Nous comprenons la forte insistance que le Pape François a donnée à la dimension sociale de l’évangélisation dans l’Exhortation apostolique « La joie de l’Evangile », qui fait suite au synode sur « La nouvelle évangélisation pour la transmission de la foi ». Il a pu ainsi écrire dans le chapitre intitulé « La dimension sociale de l’évangélisation » au numéro 183 : « Nous aimons cette magnifique planète où Dieu nous a placés, et nous aimons l’humanité qui l’habite, avec tous ses drames et ses lassitudes, avec ses aspirations et ses espérances, avec ses valeurs et ses fragilités. La terre est notre maison commune et nous sommes tous frères. Bien que « l’ordre juste de la société et de l’État soit un devoir essentiel du politique », l’Église « ne peut ni ne doit rester à l’écart dans la lutte pour la justice. » (Benoît XVI, Deus Caritas est, n° 28).
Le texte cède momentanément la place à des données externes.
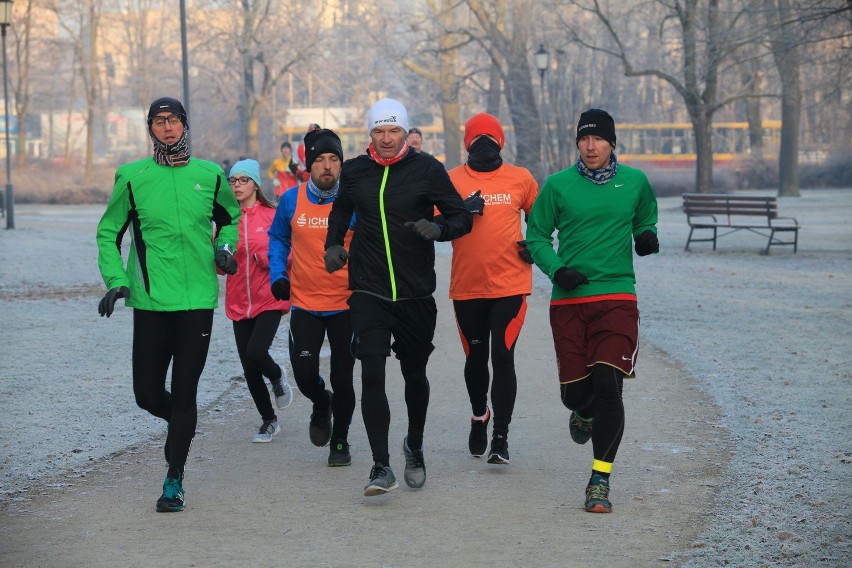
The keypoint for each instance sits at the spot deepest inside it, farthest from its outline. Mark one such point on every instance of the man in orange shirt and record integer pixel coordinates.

Une société en quête de confiance
La canonisation des Papes Jean XXIII et Jean-Paul II : Lire les signes des temps
Appelés à discerner
Que veut nous dire l’Esprit à travers ces évolutions, ces questionnements, ces souffrances, ces enthousiasmes ? Que veut-il que nous disions au nom du bien de l’homme et de tout l’homme ? Quelle est la juste manière de vivre en chrétien dans cette société ? Les moyens de communications modernes, le développement des réseaux sociaux avec un emploi parfois marqué par la violence, l’irresponsabilité et la fermeture à tout dialogue, tout cela modifie profondément les comportements individuels et collectifs. Le rapport de force dans une époque où le législatif n’est plus inspiré par les valeurs qui ont fait notre société peut être ce qui est recherché au détriment de tout effort de réflexion, de confrontation, de conversion même. Nous-mêmes, évêques, nous sommes souvent sollicités ou même requis pour donner caution à des initiatives de tous ordres. Le risque d’être instrumentalisé ou d’instrumentaliser mérite discernement et échange. Notre ministère trouve son inspiration dans la Parole de Dieu, la réflexion de l’Eglise, la communion épiscopale, l’écoute spirituelle de ce que construit et inspire l’Esprit. Il y a vingt ans, nous avons su engager une vaste réflexion sur « la proposition de la foi dans la société actuelle ». Le contexte dans lequel nous vivons a bougé. La crise financière, économique, sociale et politique a fait son œuvre. Le pluralisme s’est installé dans notre pays de façon durable. Les évolutions sociétales déstabilisent et divisent. Les progrès des connaissances sur l’homme, si elles ouvrent la perspective de progrès thérapeutiques ne ferment pas la porte à des usages inhumains, irrespectueux de la dignité de l’homme. Beaucoup viennent vers l’Eglise, conduits par l’Esprit de Dieu, pour vivre une expérience spirituelle et trouver une lumière pour avancer dans l’espérance et la fraternité. Ils attendent beaucoup de nous.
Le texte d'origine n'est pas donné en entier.